# Claws Mail - mail folder location



## Demontager (Feb 14, 2013)

I have installed Claws Mail alongside Thunderbird as I need separate personal mail boxes from websites' mail. I almost fully satisfied whith Claws Mail, only one thing which I want to change - I need store folders for mail boxes in another directory,  by default they are stored in /home/user. I want place them somewhere to /home/user/mail.


----------



## gqgunhed (Feb 14, 2013)

Try:
Configuration->Edit accounts->[Choose desired account)->Edit

Within this account have a look at "Basic" and "Receive". 
E.g. when using mboxes you can define a path here.


----------



## Demontager (Feb 14, 2013)

it gives no way to choose location in Basic and Receive tab. You may choose there where to put mail from predefined path, i tried to change it to something like - /home/user/mailaccount
but it doesn't save.

Actual format defined there is  #mh/admin@domain.com/inbox and Browse button gives way to choose another folder from predefined paths only.
These paths created when I choose  File-->Add mailbox-->Mh .  And by default this mail box created in /home/user/

I need such stucture:

-/home/user/mail
  ----mailaccount1
         -Inbox
         -Sent
         -Trash
  ----mailaccount2
           -Inbox
           -Sent
           -Trash


----------



## roddierod (Feb 14, 2013)

I've not tried this, but from doing other things with claws-mail folder this may work.

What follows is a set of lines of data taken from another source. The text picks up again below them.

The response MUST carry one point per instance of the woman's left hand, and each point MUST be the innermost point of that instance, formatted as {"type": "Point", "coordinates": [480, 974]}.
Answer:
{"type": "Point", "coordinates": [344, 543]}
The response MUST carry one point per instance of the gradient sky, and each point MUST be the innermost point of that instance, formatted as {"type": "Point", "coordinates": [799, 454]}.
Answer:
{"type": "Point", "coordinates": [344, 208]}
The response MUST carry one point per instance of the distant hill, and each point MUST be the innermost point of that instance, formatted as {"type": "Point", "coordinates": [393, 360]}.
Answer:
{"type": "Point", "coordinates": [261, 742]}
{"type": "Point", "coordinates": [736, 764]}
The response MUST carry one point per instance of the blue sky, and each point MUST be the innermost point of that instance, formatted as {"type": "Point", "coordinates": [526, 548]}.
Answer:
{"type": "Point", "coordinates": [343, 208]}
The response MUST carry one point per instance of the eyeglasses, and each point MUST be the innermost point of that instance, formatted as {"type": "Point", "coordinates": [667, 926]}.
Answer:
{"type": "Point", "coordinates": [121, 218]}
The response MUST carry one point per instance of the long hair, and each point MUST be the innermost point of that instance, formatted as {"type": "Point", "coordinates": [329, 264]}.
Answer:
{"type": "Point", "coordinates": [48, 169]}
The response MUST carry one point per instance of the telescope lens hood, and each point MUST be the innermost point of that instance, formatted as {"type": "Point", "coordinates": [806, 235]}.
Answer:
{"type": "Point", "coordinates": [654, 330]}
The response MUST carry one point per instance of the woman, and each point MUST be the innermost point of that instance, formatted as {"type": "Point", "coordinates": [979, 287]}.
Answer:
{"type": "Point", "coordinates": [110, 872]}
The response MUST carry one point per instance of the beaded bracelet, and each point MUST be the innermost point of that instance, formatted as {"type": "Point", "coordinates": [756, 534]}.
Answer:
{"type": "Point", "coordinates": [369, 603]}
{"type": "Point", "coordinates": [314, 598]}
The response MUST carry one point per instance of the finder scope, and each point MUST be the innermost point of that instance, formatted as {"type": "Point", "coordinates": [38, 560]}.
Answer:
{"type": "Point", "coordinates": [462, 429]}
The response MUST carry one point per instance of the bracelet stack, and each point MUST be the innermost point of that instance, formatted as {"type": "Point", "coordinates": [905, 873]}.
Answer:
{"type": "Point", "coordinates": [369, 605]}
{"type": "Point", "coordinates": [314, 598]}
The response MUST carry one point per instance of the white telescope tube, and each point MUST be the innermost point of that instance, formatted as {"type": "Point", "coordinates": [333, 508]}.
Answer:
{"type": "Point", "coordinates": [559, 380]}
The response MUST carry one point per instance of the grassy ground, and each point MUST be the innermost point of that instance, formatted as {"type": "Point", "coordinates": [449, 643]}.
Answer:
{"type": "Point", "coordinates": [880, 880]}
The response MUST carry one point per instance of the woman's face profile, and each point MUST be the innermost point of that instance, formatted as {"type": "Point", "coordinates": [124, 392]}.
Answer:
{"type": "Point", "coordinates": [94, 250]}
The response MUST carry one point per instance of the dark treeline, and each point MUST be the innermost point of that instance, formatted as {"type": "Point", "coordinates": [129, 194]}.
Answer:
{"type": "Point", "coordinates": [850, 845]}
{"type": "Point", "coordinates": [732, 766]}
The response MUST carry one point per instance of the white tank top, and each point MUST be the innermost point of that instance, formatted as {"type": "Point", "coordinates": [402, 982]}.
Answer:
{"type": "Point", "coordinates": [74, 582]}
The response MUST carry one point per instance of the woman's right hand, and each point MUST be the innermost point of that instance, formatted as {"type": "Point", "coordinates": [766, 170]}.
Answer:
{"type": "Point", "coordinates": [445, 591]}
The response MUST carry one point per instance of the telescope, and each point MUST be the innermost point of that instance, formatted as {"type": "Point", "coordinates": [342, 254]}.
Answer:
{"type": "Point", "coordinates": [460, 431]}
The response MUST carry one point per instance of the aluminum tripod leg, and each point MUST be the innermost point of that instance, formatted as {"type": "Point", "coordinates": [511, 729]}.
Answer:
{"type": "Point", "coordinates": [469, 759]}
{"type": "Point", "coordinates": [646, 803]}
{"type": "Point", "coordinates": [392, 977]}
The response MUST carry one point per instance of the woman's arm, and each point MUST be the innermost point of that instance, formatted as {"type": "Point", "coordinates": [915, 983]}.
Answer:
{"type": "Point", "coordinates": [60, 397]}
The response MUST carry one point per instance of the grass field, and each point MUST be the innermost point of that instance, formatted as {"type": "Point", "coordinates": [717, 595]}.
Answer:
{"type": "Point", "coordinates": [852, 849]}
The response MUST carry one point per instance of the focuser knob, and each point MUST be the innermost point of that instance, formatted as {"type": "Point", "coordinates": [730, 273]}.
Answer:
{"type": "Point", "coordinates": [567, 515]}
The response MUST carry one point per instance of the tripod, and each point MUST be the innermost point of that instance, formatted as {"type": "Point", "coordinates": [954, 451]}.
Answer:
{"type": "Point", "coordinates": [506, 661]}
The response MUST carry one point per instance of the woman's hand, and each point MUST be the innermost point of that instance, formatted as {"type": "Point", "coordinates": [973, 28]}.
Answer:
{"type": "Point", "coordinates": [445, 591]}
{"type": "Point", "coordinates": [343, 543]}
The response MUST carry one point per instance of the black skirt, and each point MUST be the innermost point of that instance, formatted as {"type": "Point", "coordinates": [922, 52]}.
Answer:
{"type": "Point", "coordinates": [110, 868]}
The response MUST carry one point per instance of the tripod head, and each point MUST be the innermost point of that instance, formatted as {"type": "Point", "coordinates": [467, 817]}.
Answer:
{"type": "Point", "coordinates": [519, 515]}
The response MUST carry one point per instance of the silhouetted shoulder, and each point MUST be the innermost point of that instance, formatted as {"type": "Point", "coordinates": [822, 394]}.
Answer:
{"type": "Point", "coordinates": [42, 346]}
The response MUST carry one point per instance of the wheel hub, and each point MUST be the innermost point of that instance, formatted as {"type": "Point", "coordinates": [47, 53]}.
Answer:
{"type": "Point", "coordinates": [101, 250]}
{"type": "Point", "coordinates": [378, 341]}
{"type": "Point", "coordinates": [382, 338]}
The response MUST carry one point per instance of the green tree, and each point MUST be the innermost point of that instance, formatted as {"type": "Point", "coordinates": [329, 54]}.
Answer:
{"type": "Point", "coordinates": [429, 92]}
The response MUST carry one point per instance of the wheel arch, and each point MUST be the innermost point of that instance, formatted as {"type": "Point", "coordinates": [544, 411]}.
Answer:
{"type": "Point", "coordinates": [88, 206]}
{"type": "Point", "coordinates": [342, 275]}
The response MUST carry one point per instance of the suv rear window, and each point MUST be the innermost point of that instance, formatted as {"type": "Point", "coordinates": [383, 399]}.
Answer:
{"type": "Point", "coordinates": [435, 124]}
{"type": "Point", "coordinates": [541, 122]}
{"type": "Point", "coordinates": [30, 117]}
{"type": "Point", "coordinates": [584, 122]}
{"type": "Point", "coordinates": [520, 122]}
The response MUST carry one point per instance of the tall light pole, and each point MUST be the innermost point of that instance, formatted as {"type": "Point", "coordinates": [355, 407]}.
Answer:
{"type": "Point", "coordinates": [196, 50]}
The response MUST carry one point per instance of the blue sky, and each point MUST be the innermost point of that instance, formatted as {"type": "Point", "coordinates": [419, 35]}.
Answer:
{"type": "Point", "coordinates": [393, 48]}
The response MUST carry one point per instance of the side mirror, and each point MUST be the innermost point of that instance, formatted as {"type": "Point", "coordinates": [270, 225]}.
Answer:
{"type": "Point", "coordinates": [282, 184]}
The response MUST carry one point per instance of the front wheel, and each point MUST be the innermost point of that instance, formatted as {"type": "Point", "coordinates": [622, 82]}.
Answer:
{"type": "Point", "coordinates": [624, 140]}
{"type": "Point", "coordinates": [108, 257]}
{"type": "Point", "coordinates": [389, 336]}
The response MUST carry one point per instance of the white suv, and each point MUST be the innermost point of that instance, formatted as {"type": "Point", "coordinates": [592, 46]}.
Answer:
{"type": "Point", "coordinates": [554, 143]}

Create the folder /home/user/mail
Move the existing mail folder under this new directory, so it will be /home/usr/mail/account1, for example
In Claws mail, Add mailbox -> MH -> put the directory mail/account1 and it should bring in the existing mail folder
Then Add mailbox again with the directory mail/account2

You probably want to remove the existing mailbox from claws-mail first and back up everything.


----------



## Demontager (Feb 15, 2013)

I removed accounts from  /home/user  and put them to /home/user/Mail  then I started Claws and it created same accounts' folders in /home/user, but with empty mails.
I read Claws faq and found that some variables could be defined in accountrc.tmpl, but i'm not sure if accounts' location exist there  http://pastebin.com/zWzv8zLC


----------



## formateur_fou (Feb 16, 2013)

If there is no way to change this behaviour, can't you use a symbolic link ?

Personally, every time I send a mail, the message goes in the sent folder of the first account no matter the one I write from. I never tried to solve this, but could let me know if you have this problem too  ?


----------



## Demontager (Feb 16, 2013)

Symbolic link doesn't solve this problem, yes I may put links to /home/user/Mail. But this is not what I want to do. I need move folders physically to /home/user/Mail to clear home folder.

*formateur_fou*, your problem will be solved if you go to  Configuration -->Prefrences fo current account --> Advanced
Much more this screen explain you http://6g6.eu/sih0-yascrot.png


----------



## roddierod (Feb 16, 2013)

Demontager said:
			
		

> I removed accounts from  /home/user  and put them to /home/user/Mail  then I started Claws and it created same accounts' folders in /home/user, but with empty mails.
> I read Claws faq and found that some variables could be defined in accountrc.tmpl, but i'm not sure if accounts' location exist there  http://pastebin.com/zWzv8zLC



When I do this, if I use the name of an existing directory it reads the mail that is there. 

So you put Mail/account1_name as the mailbox location for Add Mailbox?


----------



## Demontager (Feb 16, 2013)

*roddierod* At last i got it, thank you very much!  Yes, when i create Mh mailbox i need define relative path to /user/home and Claws creates sub-folders automatically. But before need create empty folders for accounts respectively in /home/user/Mail/


----------